Desflurane is very pungent and causes airway irritation; breath holding and laryngospasm are very common and for these reasons desflurane is not recommended for inhalational inductions in children. It can, however, be safely used for maintenance after induction with other agents in children whose airways are intubated. There are limited data on airway responses to desflurane in children managed with either a mask or an LMA. Emergence is very rapid as a result of its limited solubility. To prevent the sudden onset of acute pain, analgesics should be administered before emergence. Emergence agitation has also been reported after desflurane, particularly if pain is present. The very rapid recovery may be useful in some children (e.g., small infants at risk for postoperative apnea, although this does not eliminate this risk).

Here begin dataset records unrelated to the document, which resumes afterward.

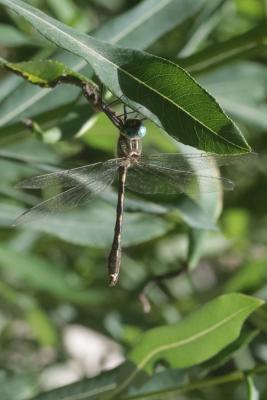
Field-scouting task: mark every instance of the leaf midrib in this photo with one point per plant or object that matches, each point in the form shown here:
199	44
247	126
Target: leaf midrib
100	57
175	345
80	65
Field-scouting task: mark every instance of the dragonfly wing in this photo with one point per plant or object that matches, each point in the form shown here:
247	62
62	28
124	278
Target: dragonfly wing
69	177
71	197
195	162
149	179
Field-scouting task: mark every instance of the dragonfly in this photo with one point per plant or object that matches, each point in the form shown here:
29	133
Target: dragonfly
163	173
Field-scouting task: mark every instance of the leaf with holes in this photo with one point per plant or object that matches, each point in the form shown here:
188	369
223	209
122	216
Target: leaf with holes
167	93
46	73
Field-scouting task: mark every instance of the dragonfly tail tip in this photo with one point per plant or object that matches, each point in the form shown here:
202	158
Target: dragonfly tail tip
112	280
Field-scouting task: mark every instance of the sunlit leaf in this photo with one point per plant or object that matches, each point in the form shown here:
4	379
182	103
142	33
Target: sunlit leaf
184	109
46	73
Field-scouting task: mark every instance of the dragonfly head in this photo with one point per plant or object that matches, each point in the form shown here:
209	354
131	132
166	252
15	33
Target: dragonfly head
134	129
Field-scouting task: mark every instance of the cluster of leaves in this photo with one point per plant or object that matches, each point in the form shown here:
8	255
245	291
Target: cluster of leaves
63	257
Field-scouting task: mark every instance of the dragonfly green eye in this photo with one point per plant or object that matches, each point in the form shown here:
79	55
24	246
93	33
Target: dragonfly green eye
134	128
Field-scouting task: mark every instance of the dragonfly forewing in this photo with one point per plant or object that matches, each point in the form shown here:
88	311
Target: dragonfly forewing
70	177
196	161
87	183
149	179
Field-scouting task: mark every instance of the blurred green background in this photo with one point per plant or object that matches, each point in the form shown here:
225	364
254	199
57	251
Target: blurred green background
59	321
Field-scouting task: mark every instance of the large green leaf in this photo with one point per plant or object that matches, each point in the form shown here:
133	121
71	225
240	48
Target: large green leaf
240	88
28	101
195	339
184	109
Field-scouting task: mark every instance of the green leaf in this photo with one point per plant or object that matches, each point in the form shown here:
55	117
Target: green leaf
249	277
29	101
46	73
242	46
39	274
240	89
12	37
193	340
187	111
252	391
196	338
245	338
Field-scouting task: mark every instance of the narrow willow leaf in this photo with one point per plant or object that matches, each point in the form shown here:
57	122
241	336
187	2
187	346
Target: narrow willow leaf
246	337
125	29
12	37
46	73
182	107
252	391
193	340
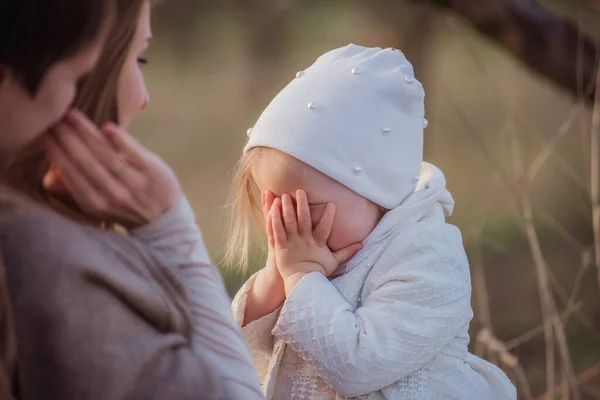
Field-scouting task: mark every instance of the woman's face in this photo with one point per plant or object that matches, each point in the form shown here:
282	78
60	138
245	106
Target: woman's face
132	96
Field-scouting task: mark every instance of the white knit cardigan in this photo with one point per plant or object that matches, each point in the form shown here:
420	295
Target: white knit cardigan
392	324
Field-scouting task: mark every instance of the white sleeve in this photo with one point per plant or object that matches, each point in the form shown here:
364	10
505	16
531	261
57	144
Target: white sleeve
257	333
400	327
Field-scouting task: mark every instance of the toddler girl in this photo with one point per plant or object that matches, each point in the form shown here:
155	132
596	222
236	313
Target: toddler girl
366	291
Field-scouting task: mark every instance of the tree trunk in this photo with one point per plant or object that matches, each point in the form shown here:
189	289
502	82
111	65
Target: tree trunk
543	41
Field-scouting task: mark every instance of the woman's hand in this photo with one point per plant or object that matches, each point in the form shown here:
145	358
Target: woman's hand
107	173
300	249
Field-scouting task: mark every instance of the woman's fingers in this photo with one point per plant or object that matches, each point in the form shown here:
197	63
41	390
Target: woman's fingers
303	211
289	216
279	234
323	228
87	132
343	255
76	184
125	144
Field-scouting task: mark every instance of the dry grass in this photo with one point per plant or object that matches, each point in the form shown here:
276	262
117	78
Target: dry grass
562	380
541	358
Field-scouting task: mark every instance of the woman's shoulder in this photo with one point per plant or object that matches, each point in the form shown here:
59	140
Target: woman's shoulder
30	226
33	234
48	256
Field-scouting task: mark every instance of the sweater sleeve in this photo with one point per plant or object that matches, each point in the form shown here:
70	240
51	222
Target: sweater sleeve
80	335
177	237
257	333
399	328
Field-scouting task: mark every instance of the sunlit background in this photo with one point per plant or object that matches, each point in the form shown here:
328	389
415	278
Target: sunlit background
215	65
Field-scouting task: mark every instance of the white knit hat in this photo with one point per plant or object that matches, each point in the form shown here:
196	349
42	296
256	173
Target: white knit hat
356	115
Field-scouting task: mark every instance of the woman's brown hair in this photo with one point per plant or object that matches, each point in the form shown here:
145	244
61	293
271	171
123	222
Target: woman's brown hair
96	97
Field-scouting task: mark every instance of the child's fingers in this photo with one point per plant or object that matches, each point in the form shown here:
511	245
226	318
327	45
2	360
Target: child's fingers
270	238
279	235
323	228
268	199
342	256
304	221
289	216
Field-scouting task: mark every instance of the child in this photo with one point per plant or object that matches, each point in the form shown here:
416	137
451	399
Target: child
366	291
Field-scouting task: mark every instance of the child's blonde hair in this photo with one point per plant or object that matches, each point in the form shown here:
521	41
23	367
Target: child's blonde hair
245	211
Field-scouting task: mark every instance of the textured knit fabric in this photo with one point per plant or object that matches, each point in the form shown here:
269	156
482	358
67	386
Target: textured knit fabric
8	345
390	324
356	115
216	336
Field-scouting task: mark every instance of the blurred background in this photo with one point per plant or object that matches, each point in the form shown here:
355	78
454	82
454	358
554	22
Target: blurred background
510	101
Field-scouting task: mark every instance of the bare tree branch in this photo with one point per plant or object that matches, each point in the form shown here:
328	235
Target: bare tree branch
545	42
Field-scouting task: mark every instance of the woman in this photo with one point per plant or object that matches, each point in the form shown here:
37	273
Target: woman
118	299
41	60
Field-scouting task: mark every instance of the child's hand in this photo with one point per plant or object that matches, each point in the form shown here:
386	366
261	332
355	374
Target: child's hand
300	249
269	200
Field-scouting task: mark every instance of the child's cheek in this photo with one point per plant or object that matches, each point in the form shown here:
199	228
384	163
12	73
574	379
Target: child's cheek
341	236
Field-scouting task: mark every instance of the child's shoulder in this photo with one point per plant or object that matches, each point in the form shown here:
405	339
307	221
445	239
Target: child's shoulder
425	251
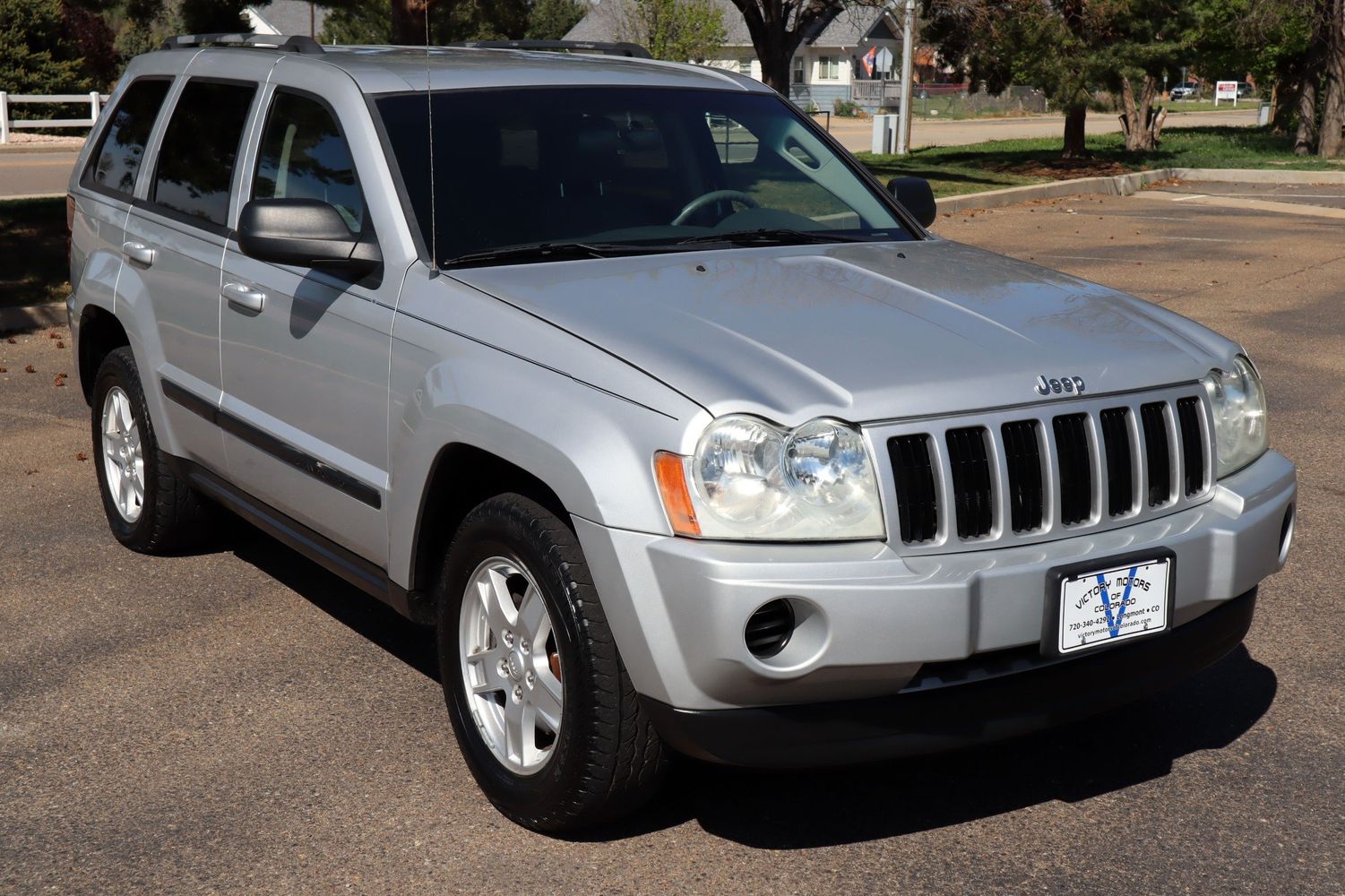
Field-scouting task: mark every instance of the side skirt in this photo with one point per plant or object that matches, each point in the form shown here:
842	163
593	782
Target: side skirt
293	534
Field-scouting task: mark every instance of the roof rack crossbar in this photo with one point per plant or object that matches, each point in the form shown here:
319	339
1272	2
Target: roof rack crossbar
295	43
608	48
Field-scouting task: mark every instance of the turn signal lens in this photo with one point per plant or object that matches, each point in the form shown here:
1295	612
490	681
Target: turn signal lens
670	472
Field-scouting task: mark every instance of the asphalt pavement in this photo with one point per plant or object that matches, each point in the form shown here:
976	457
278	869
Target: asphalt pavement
237	720
34	174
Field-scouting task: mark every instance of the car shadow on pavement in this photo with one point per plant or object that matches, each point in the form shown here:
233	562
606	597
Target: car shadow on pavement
366	615
822	807
1114	751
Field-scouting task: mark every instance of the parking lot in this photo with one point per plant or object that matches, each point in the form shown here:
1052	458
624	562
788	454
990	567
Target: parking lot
239	720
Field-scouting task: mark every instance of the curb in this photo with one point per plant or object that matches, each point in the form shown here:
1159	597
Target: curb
30	148
51	314
1130	183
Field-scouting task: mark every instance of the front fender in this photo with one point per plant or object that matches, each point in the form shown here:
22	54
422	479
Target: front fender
591	445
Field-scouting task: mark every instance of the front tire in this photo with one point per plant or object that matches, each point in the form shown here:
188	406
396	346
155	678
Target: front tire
150	507
544	711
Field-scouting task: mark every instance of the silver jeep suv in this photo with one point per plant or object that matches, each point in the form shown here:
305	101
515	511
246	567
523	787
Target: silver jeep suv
677	424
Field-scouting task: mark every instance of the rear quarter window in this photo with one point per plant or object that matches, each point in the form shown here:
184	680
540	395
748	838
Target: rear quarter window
121	148
199	148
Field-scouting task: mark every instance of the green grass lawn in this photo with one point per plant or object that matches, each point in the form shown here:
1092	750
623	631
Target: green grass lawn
32	244
1011	163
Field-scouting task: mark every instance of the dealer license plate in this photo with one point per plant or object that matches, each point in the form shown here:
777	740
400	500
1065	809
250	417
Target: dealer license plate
1113	604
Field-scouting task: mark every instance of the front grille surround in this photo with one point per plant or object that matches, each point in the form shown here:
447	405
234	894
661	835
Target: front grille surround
1004	470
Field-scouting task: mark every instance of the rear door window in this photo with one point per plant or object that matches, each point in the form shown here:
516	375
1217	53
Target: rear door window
306	156
199	148
113	167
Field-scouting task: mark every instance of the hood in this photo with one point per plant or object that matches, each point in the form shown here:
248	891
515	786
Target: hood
858	332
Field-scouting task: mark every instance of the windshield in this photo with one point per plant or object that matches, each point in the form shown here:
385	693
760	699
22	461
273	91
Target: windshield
622	169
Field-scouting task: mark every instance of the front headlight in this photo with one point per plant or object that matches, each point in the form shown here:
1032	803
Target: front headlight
752	479
1237	402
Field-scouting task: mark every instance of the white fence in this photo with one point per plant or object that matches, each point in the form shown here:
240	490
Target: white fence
93	99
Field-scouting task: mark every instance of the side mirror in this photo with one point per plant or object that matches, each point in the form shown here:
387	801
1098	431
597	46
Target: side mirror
915	196
306	233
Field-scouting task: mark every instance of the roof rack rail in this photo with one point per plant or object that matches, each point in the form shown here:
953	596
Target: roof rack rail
296	43
607	48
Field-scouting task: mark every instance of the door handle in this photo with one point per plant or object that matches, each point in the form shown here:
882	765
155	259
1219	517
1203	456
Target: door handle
139	252
244	297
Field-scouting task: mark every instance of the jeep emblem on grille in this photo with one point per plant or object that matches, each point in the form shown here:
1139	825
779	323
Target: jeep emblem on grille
1065	383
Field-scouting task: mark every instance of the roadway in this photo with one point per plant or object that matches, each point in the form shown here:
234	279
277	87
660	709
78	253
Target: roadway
238	720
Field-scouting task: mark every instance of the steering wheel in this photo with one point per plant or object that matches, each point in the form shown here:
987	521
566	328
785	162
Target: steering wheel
714	195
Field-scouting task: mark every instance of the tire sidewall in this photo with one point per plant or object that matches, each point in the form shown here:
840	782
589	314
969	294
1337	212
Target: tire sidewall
501	536
118	369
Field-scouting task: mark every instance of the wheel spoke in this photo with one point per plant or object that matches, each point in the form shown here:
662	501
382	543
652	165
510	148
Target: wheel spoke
498	601
515	735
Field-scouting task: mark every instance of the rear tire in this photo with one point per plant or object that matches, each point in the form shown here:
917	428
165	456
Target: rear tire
150	507
606	759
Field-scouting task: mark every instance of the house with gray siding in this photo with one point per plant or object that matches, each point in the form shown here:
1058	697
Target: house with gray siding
823	69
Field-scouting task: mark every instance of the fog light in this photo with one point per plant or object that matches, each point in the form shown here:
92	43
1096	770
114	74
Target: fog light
1286	534
768	628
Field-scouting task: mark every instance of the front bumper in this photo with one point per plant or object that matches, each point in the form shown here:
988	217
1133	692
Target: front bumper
932	716
872	619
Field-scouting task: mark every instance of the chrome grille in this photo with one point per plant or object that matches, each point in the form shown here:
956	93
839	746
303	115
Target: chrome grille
1048	471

Desflurane increases intracranial pressure more than isoflurane and sevoflurane, although this effect may be attenuated by hyperventilation before introducing the desflurane.

Desflurane is less convenient to use than other agents because its low boiling point demands a specially designed, electrically heated vaporizer. A greater concentration is required to maintain anesthesia (because of its greater MAC), necessitating small fresh gas flows to limit the cost.

Enflurane

This inhaled agent has several disadvantages compared with other agents and, as a result, is not commonly administered to children.